A panoramic survey of the vast spectrum of modern and contemporary mathematics and the new philosophical possibilities they suggest.
A panoramic survey of the vast spectrum of modern and contemporary mathematics and the new philosophical possibilities they suggest, this book gives the inquisitive non-specialist an insight into the conceptual transformations and intellectual orientations of modern and contemporary mathematics.
The predominant analytic approach, with its focus on the formal, the elementary and the foundational, has effectively divorced philosophy from the real practice of mathematics and the profound conceptual shifts in the discipline over the last century. The first part discusses the specificity of modern (1830–1950) and contemporary (1950 to the present) mathematics, and reviews the failure of mainstream philosophy of mathematics to address this specificity. Building on the work of the few exceptional thinkers to have engaged with the “real mathematics” of their era (including Lautman, Deleuze, Badiou, de Lorenzo and Châtelet), Zalamea challenges philosophy's self-imposed ignorance of the “making of mathematics.”

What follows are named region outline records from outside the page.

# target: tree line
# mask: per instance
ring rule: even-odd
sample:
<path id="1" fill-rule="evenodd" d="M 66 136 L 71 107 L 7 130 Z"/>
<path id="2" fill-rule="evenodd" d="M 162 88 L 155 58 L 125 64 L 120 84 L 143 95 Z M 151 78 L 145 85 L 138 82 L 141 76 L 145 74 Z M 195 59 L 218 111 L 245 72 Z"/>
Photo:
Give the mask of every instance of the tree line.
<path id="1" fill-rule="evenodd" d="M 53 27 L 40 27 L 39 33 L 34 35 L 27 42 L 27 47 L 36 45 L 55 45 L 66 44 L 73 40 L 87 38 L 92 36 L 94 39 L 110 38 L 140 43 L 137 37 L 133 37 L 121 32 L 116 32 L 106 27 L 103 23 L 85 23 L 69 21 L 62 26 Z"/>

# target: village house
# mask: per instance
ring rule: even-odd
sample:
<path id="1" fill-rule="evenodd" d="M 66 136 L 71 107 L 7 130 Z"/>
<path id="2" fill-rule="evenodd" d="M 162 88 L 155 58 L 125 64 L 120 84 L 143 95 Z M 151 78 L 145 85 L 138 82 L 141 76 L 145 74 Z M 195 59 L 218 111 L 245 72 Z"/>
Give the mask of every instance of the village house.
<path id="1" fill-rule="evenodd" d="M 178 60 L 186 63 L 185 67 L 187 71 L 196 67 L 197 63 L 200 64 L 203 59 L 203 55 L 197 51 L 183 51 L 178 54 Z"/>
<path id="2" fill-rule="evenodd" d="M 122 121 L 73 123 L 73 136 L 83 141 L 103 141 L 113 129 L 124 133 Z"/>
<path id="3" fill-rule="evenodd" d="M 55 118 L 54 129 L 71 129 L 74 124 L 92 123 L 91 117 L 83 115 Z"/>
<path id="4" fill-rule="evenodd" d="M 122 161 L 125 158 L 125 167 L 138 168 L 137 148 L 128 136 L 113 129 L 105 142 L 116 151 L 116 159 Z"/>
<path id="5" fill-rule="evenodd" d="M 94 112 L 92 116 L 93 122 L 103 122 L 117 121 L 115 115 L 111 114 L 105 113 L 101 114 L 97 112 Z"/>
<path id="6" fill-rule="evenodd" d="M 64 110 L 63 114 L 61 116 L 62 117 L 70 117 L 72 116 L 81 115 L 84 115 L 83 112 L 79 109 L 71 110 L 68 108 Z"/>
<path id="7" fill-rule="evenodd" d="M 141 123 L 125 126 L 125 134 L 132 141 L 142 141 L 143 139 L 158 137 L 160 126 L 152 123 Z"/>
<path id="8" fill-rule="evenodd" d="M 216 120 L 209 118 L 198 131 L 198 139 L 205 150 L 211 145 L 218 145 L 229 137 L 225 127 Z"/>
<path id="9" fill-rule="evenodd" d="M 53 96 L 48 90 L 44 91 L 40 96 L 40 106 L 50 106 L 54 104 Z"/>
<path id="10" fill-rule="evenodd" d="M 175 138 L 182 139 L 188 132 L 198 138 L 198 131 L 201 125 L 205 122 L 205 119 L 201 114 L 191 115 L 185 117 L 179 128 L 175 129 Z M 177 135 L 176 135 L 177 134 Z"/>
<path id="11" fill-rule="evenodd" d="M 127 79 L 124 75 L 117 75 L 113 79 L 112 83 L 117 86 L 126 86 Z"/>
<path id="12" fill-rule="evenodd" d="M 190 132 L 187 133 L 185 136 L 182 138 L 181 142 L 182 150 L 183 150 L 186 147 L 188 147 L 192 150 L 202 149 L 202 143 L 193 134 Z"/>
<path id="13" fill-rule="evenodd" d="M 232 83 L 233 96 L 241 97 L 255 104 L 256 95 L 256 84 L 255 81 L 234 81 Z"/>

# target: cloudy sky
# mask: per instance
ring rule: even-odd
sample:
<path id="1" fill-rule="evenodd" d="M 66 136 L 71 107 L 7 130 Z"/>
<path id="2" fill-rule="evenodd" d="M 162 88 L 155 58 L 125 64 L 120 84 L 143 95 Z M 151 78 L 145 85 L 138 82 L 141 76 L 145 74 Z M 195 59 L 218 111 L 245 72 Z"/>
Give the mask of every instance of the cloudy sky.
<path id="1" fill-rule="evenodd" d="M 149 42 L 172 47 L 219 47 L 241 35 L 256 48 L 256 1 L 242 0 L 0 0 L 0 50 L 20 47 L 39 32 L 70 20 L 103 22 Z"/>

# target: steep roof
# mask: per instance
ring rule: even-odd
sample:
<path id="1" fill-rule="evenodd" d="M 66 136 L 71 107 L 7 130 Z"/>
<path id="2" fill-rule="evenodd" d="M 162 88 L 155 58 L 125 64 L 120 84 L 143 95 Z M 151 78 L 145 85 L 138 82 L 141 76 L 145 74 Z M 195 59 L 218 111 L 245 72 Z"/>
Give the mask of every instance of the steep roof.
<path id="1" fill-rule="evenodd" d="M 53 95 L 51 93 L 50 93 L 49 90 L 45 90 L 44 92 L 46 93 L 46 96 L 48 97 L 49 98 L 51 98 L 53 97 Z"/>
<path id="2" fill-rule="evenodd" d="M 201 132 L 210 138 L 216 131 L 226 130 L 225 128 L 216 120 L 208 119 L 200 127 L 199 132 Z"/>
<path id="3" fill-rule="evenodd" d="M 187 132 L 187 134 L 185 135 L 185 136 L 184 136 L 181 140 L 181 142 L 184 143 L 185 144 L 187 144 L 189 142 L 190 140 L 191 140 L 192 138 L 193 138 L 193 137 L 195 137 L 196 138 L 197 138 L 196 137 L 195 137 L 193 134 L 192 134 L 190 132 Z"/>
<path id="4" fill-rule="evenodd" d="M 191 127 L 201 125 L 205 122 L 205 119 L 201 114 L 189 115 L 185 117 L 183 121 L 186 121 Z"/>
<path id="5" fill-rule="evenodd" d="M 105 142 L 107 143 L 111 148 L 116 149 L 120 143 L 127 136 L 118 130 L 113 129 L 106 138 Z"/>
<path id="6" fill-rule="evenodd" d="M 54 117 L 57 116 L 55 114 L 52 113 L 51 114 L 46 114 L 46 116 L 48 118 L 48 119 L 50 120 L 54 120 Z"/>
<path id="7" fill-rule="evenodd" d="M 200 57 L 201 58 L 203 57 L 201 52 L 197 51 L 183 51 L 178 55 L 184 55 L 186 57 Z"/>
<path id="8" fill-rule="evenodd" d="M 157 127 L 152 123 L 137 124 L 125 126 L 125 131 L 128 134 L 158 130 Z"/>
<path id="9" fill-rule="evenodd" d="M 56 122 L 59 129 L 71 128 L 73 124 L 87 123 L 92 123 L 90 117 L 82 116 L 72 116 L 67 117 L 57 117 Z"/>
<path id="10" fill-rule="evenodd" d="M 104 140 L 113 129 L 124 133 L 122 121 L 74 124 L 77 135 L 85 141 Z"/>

In the second part, thirteen detailed case studies examine the greatest creators in the field, mapping the central advances accomplished in mathematics over the last half-century, exploring in vivid detail the characteristic creative gestures of modern master Grothendieck and contemporary creators including Lawvere, Shelah, Connes, and Freyd.
Drawing on these concrete examples, and oriented by a unique philosophical constellation (Peirce, Lautman, Merleau-Ponty), in the third part Zalamea sets out the program for a sophisticated new epistemology, one that will avail itself of the powerful conceptual instruments forged by the mathematical mind, but which have until now remained largely neglected by philosophers.